I love when you deal with an american, usually a Republican or Democrat supporter. They ask you a legitimate question on why you are critical of their party, so naturally i give a respectful, long, and well researched response with a long list of citeable sources....
The result is always the same "This is so pathetic I wont even dignify it with a response" followed by a long list of personal attacks and accusations of having said something I never said.
Seriously Americans, this idiocy is getting pretty old. The rest of the world are done with the USA.
@guizzy I dont mind if you agree with him. But to assume a non-leftist will repeat nonleftist talking points. When to that point I did nothing of the sort, is pretty presumptuous. Particularly considering im a person who usually attacks the majority of those talking points.
In fact the list I compiled came from a much larger list. I rejected about 90% of the points on there as empty leftish talking points. I only shared the ones that I personally knew about in detail, and which I determined were valid civil rights violations for one reason or another.
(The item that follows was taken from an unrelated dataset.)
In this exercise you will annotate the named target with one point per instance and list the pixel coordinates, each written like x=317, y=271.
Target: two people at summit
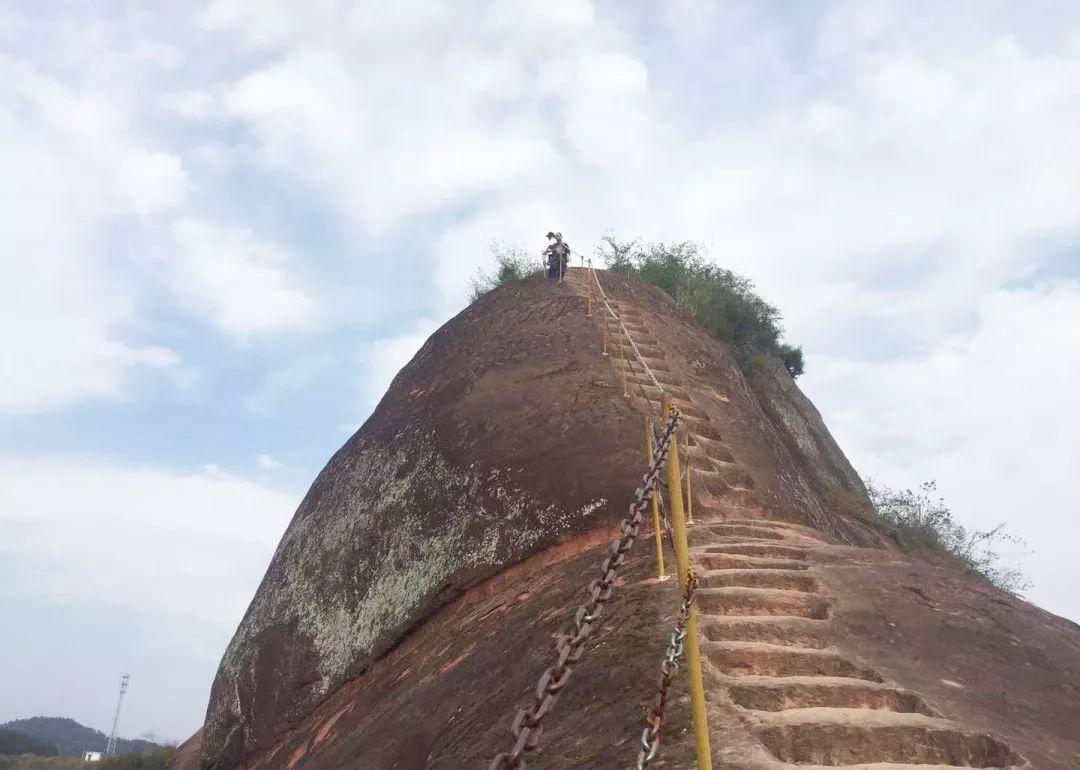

Of course if you just assume someone will act like a typical leftist before you have even begun to engage them then the real problem is that YOU are probably a typical tightest to lost in your own dogma to have a clue (or vice versa).
I wholly expect anyone who supports the right or the republicans would not just side with him but repeat his childish behavior in a similar argument. I have about the same expectations of the left should the roles be reversed.
@guizzy Well of course its obvious. Did you read what I said. I said I compiled the list from various sources. But I only selected the points I had previously known about and did deep research on.
Generally speaking citing other sources with more credibility than yourself, especially on topics you have also researched and confirmed in your own studies, is a good thing, not a bad thing.
@guizzy I understand that visceral reaction. I think that is something both sides instinctually feel when they hear the other argue a point, even before you have a chance to really judge it.
Dont get me wrong I understand the conditioning. The left, as with all americans, are pretty childish when they argue their points. They repeat things like robots and know very little of the context. So when you hear it you are conditions to immediately assume its more of the same. For me as someone who is neither left nor right I have an instinct to want to react that way when i hear right talking points as much as left. But I do make a conscious effort not to feed into that instinct.
So while I do understand why you might have responded how you did based on past expiernce, ultimately it is counter-productive. Responding the way you do is why the left thinks so low of you and others ont he left. Just as it is the reason you feel the same in the other direction. It is clearly a habit best broken.
You might be different, but it sure looked a whole lot like it, and I wouldn't blame him for having thought the same too.